The Cabinet yesterday officially named the newly completed Taipei-Ilan freeway the "Chiang Wei-shui [蔣渭水] Memorial Freeway" in line with a proposal by Taipei Mayor Ma Ying-jeou (馬英九).
"Chiang was Taiwan's nationalist pioneer and a person who inspired the value of democracy. He was also an Ilan native. It is a good idea to name this freeway after him," said Government Information Office Minister and Cabinet Spokesman Cheng Wen-tsang (
"Mayor Ma, who proposed this idea, said he affirmed and appreciated this decision as well," Cheng said.
Trailblazer
On Jan. 15, Ma and Ilan County Commissioner Lu Kuo-hua (呂國華) first proposed that the freeway be named the "Chiang Wei-shui Memorial Freeway" because Chiang was an Ilan native as well as a trailblazer for Taiwan's democracy movement under Japanese rule.
In the 1920s, Chiang set up the Taiwan National Council and the Taiwan People's Party, the first political parties to be established in Taiwan. He was also the first person to seek to improve the status of Taiwanese during the Japanese occupation through the establishment of a democracy movement.

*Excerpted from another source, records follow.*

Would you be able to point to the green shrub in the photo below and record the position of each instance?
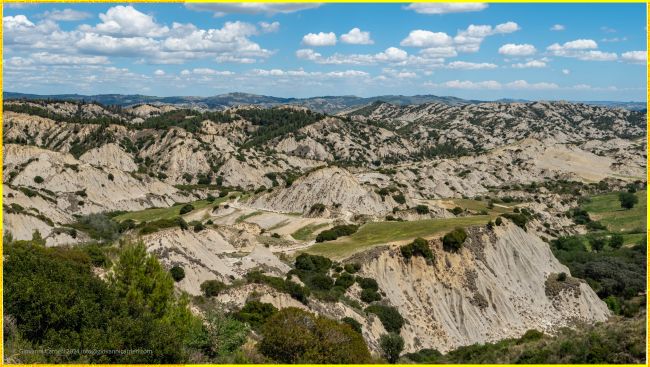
(211, 288)
(177, 272)
(354, 324)
(389, 317)
(296, 336)
(186, 209)
(453, 241)
(391, 345)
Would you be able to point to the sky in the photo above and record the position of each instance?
(469, 50)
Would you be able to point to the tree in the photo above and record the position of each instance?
(616, 241)
(177, 272)
(627, 199)
(454, 240)
(391, 345)
(211, 288)
(296, 336)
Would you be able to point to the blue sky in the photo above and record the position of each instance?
(471, 50)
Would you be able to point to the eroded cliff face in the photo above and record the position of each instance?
(499, 285)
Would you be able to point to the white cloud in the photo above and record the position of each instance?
(66, 15)
(436, 52)
(635, 56)
(221, 9)
(530, 64)
(470, 65)
(357, 37)
(319, 39)
(495, 85)
(126, 21)
(422, 38)
(269, 27)
(445, 8)
(582, 49)
(512, 49)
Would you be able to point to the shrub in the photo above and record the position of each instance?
(419, 247)
(627, 199)
(345, 280)
(370, 295)
(211, 288)
(336, 232)
(177, 272)
(389, 317)
(367, 283)
(454, 240)
(352, 268)
(354, 324)
(616, 241)
(296, 336)
(391, 345)
(255, 313)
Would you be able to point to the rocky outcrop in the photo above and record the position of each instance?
(334, 187)
(494, 288)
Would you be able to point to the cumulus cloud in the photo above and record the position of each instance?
(319, 39)
(66, 15)
(495, 85)
(470, 65)
(357, 37)
(512, 49)
(422, 38)
(221, 9)
(125, 21)
(530, 64)
(582, 49)
(445, 8)
(269, 27)
(635, 56)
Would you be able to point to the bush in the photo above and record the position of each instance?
(352, 268)
(419, 247)
(336, 232)
(211, 288)
(345, 280)
(186, 209)
(296, 336)
(255, 313)
(367, 283)
(370, 295)
(616, 241)
(177, 272)
(453, 241)
(627, 199)
(389, 317)
(391, 345)
(354, 324)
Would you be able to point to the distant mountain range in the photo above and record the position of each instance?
(328, 104)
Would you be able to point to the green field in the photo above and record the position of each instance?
(607, 209)
(148, 215)
(377, 233)
(306, 233)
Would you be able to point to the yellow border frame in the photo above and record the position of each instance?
(310, 1)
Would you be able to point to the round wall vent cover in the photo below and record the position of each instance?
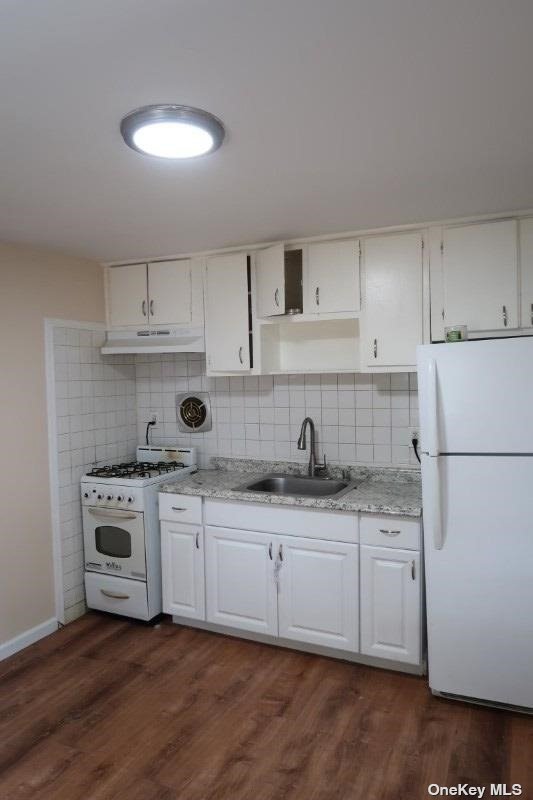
(193, 412)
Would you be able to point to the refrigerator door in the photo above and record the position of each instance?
(483, 399)
(479, 576)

Cheng said Premier Su Tseng-chang (蘇貞昌) decided to make public the official name of the freeway because it will be opened to the public tomorrow.
Cheng also described the freeway as connecting technology, history and civilization.
"[The freeway] begins from Nangang, Taipei City, and goes through Pinglin, Taipei County, and then eventually enters Ilan County. We have high-tech industries in Nangang, famous tea production in Pinglin and historical sites in Ilan," Cheng said.
Freeway workers
On behalf of the premier, Cheng expressed gratitude to the technicians, architects and workers who devoted themselves to the construction of the freeway as well as its controversial Hsuehshan Tunnel (雪山隧道), which has become the fifth-longest tunnel in the world.
"On June 16, we will be very proud to prove wrong those who said that it would be impossible for us to finish the tunnel," Cheng said.